The senate torturers didn't have any idea what Fabulous Fab was up to. They wouldn't know a derivative contract from a household fusebox. But they knew something had gone wrong. They knew the public was out for blood. And they knew the lights were on and cameras were rolling.
This was the time to impress the rubes back home. Get some Wall Street hotshot in the dock and grill him hard. And a Frenchman to boot! What luck.
The senators were positively shocked...shocked!...to discover that Fab...and Goldman...were out to make money.
Maybe they thought the Goldman was a public utility – like Amtrak or the Post Office. Government services don't work very well, they may have told themselves, but at least they don't make any money!
Yes, senators can feign indignation when it is called for. But what are they so indignant about? Well, that's another matter. Who knows and who cares! The point is, the voters want to see them nail this little Frenchman...and they're going to make a good show of it.
The media reports suggest that everyone played along last week. The senators were indignant. The Goldman fellow denied any wrongdoing...but regretted that had sent the emails out. While the senators pretended indignation, the Frenchman's regret was certainly sincere. So was his denial. For, in fact, it's hard to know what he did wrong.
Yes, he played his clients for suckers, but so what? That's what Fab Finance is all about – make money...and then dump the risk onto someone too dumb to know what he's doing. And then, when he blows up...and the whole system blows up...in come the senators to bail everyone out.
From Fab's perspective – and ours – if you can find bankers and hedge funds dim enough to take your derivative contracts...without wondering what is in them...you are performing a public service by separating them from their money. Better for the cash to be in the hands of someone who knows what to do with it. Like Fabulous Fab himself...
But let us imagine that Fabulous Fab gets his hands on some real dough.
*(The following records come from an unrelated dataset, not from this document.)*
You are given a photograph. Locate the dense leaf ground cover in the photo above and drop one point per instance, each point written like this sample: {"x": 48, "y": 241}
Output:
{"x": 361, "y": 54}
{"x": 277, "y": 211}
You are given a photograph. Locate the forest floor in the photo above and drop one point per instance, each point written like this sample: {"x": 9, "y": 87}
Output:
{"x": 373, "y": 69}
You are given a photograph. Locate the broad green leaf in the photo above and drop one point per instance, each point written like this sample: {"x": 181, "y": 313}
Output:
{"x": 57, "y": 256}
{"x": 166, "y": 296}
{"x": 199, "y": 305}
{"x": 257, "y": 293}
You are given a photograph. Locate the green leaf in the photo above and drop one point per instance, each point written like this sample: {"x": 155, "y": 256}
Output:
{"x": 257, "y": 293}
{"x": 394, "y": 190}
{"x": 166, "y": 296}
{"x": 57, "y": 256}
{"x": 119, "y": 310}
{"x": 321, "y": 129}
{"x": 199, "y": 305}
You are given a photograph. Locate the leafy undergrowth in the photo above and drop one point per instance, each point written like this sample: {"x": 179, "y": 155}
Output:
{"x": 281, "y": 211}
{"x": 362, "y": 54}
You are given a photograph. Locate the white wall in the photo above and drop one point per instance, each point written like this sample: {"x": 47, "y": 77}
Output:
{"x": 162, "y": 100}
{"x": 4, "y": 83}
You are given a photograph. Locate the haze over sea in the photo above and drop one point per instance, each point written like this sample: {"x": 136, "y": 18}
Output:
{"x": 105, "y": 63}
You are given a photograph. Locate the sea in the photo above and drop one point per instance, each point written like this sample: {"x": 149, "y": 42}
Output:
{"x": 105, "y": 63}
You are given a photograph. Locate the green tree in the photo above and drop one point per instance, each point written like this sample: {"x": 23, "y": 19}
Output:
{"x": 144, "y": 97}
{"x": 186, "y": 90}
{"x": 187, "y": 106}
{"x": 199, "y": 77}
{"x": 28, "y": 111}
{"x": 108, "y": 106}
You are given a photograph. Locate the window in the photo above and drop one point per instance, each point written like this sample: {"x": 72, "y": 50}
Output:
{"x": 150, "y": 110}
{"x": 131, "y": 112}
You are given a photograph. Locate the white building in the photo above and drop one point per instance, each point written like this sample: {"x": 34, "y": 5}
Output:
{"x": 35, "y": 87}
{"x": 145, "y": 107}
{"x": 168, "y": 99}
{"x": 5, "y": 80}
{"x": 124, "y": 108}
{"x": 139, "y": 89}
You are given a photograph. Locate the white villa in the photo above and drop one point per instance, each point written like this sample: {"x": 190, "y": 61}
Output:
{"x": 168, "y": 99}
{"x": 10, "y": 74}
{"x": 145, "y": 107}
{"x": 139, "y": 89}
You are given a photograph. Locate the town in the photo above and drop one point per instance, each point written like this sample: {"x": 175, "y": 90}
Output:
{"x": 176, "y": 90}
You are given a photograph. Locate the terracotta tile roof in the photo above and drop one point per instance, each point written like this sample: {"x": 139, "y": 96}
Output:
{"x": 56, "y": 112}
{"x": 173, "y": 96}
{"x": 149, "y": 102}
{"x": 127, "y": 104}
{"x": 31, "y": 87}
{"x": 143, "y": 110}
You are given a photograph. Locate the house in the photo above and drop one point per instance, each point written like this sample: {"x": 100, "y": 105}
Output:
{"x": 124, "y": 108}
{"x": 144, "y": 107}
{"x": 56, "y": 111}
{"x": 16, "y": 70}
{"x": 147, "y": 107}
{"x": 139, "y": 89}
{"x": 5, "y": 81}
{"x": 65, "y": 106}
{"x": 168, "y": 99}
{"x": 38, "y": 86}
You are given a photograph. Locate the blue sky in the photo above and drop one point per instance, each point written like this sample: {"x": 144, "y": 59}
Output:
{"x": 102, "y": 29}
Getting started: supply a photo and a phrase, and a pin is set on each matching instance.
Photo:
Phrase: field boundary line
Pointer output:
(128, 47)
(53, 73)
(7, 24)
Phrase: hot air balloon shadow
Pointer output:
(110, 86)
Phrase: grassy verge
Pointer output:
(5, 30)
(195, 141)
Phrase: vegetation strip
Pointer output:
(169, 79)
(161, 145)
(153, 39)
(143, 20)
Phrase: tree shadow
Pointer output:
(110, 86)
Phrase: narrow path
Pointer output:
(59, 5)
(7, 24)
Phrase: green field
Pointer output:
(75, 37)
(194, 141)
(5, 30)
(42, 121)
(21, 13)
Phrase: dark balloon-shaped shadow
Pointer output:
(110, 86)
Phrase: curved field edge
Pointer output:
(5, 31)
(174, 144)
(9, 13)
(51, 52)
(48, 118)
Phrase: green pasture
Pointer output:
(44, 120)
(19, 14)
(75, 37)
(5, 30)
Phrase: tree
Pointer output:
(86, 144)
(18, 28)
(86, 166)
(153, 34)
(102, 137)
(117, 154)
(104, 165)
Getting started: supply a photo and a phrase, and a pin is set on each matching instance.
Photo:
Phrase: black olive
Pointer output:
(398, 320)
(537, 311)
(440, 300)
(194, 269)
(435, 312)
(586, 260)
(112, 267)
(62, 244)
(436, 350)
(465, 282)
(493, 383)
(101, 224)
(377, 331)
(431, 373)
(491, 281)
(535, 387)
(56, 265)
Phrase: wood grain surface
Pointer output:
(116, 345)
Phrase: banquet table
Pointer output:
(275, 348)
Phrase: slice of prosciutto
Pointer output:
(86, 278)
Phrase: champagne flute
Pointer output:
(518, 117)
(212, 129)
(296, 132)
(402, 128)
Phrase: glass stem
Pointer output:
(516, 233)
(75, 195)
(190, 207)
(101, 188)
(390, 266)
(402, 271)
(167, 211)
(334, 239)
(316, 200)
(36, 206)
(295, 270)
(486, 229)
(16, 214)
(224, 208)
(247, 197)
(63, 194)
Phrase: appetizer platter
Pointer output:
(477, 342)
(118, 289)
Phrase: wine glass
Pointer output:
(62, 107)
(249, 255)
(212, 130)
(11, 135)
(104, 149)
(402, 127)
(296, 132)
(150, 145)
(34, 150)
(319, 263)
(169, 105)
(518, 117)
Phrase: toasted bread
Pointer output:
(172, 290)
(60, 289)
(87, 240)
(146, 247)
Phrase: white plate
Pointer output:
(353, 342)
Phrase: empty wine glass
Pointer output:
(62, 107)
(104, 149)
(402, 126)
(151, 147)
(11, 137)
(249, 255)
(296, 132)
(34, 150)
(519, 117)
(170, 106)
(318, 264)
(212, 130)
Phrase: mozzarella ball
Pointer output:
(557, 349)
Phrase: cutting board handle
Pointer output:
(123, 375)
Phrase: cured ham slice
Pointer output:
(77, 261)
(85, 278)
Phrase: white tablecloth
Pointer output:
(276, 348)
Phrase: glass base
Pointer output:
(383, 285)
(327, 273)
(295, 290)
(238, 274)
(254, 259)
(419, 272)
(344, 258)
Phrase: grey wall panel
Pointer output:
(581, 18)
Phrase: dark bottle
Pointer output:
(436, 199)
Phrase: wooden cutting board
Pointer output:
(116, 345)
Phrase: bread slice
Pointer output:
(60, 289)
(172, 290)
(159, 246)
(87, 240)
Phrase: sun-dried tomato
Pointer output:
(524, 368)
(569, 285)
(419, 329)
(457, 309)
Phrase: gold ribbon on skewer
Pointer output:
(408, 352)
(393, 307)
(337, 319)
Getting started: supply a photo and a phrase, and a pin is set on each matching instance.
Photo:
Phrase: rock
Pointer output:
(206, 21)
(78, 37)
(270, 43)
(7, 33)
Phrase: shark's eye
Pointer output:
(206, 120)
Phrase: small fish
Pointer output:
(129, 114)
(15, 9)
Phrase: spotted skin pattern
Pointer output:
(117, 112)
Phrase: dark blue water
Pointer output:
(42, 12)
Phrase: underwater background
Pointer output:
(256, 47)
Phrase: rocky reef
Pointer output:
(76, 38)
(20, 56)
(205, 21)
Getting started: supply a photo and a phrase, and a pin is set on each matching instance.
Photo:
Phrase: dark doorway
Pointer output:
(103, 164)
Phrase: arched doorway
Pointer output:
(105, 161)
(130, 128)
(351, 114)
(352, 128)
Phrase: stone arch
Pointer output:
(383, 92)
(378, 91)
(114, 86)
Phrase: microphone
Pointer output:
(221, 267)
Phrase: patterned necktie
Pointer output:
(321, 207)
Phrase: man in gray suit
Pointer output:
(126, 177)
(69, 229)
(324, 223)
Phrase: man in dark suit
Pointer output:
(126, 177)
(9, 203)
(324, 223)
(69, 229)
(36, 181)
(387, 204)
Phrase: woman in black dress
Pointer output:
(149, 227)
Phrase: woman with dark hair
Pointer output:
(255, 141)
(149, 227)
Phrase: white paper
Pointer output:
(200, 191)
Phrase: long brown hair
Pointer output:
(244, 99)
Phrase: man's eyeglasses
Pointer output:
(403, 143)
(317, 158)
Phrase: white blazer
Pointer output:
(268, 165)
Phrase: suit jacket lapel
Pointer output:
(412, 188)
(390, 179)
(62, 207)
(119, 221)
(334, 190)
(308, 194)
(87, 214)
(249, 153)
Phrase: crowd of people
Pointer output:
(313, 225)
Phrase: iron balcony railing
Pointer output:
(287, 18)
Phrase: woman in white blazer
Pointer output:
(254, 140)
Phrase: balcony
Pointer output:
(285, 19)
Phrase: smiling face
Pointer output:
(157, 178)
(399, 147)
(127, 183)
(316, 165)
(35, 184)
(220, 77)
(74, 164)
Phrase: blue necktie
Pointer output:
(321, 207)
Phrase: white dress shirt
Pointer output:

And let's imagine that he is not in the mood to gamble on his own jackass derivatives...or to find some chump to sell them to.
What would he do with the money?
Ah...here, he would have to close his newspaper and turn off his television and think deeply about what is actually going on in the world. Forget the circus surrounding Goldman. Forget the news flow. Forget even the 'information' coming from the markets.
Now, it's time to think. This is real money we're talking about...not just casino chips.
Fab is no dope. He'd probably look at what is happening with Greek debt...and he'd be suspicious of all government bonds. After all, Greece's finances are not so different from a half-dozen other countries – including the US of A. True, Greece's debt problems have investors running to the relative safety of the US...which lowers borrowing costs for the US and makes it easier for the feds to finance their debt.
But the problem of too much public debt cannot be solved by low interest rates and more debt. Eventually, the US runs into the same problem the Greeks face now. Only the US problem is even bigger...and there is no bigger, richer nation to bail it out.
Fab figures all of that out. He figures US lending rates may go down in the short run, but in the long run, the feds face the same predicament – they need to borrow more and more money just to keep the show on the road. And eventually, lenders will want higher interest rates. And it won't be too long before Moody's and Standard and Poor's take a hard look at America's balance sheet too.
Last week's news was that the rating agencies may downgrade Spain, Portugal, and Ireland even further. And Reuters reported that the Greek debt alone would cost bondholders $265 million if Greece has to reschedule (that is, if Greece defaults on its loans).
Greece now. Then Spain. Then Ireland. Then Britain. Then America.